Political enthusiasts, spare your cars

By The Columbia Chronicle

Politics and I don’t mix. This has nothing to do with the fact that every politician is slimy in his or her own way. That’s obvious. Politicians are just actors trying to play the role of hero to the basically clueless general public. Once elected, they can’t be trusted to do what they say in their campaigns.

It’s not because I am trying to rebel against my blatantly Republican father. Sure, he is adamant about impeaching President Clinton and, as my mom once said, “He doesn’t watch a television show unless there is a panel.” That’s not the reason.

It’s not that I don’t care about what is going on in the real world. I admit, I’m definitely immersed in my college experience and my future is still up in the air. But June is coming up pretty quickly and the politicians we elect this week will shape our future.

I mean, sure, all of this is part of why I’m not a political pundit, but it’s not the real reason. I can’t stand election years because of the bumper stickers. That’s right. I hate those damn bumper stickers that pop up everywhere as election day gets closer. They show up on telephone poles, bathroom walls, highway overpasses, garbage cans, traffic signs, sides of buildings and the list goes on and on. I’ve seen political bumper stickers posted over billboards that are advertising the same candidate!

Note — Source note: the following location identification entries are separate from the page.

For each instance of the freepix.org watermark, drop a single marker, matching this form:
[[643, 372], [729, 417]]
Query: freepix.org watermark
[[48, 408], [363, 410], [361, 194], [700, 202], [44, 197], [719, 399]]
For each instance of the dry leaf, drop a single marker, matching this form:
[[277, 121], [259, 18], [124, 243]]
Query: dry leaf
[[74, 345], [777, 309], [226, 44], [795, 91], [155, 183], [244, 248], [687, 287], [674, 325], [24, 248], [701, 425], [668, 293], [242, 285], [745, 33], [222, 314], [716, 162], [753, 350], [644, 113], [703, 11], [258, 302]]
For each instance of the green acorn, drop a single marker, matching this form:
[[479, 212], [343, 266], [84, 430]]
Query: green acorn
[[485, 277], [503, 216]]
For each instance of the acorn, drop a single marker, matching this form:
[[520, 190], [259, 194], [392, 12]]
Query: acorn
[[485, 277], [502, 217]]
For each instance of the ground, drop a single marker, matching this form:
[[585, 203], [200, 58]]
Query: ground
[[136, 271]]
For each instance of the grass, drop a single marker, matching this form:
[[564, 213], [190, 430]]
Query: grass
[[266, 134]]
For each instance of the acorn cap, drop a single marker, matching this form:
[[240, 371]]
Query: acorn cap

The problem I have with placing these bumper stickers everywhere is that they are time-specific, yet they have lasting effects. When a bumper sticker is slapped up on a light pole or on a car, it does just that; it sticks. What happens after Nov. 3rd when the elections are over? The bumper stickers don’t peel themselves off traffic signs. They continue to stick there.

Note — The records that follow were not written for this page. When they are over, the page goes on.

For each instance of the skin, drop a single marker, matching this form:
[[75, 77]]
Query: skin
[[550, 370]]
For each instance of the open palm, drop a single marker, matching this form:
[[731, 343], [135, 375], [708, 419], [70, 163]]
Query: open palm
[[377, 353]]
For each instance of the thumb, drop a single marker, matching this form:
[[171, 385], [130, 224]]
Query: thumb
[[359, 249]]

Over the past two years, I’ve gotten quite annoyed by one particular bumper sticker which I continue to see all over the city and suburbs. It’s retina-damage orange in color and it reads vertically in big, block letters. That’s right — “HOFFA.” Why is it that I am still forced to look at those every time I drive into the city on the Eisenhower? I’m beginning to think they ought to bury him next to his father in the Meadowlands.

Another of my least favorites are the “Dole-Kemp ‘96” stickers which I still see. They lost, but I still have to look at their stickers two years later. Or how about the rusted-out Buick I saw a few weeks back that had a “Tsongas ‘92” sticker still displayed proudly on its bumper? I feel somewhat sorry for that guy.

I just don’t understand the point of putting a political sticker on the bumper of your car. Is that your way of advertising to fellow motorists that you support Carol Moseley-Braun (even though she can’t pronounce Chicago Cub hero Sammy Sosa’s last name, among other things)? Well, after getting stuck behind you while you drive 50 miles per hour in the far left lane, who do you think I’m going to vote for? Why deface the bumper of your Lexus with a “George Ryan for Governor” sticker? After Tuesday, your $50,000 automobile has a scar for life.

Sure, I believe in the democratic process and I believe that everyone should vote this Tuesday. I just don’t ever want to see another political bumper sticker on a stop sign. So to promote my campaign against bumper stickers, I’ve come up with a great advertising concept. Anyone interested can pick up a free bumper sticker at the Chronicle office.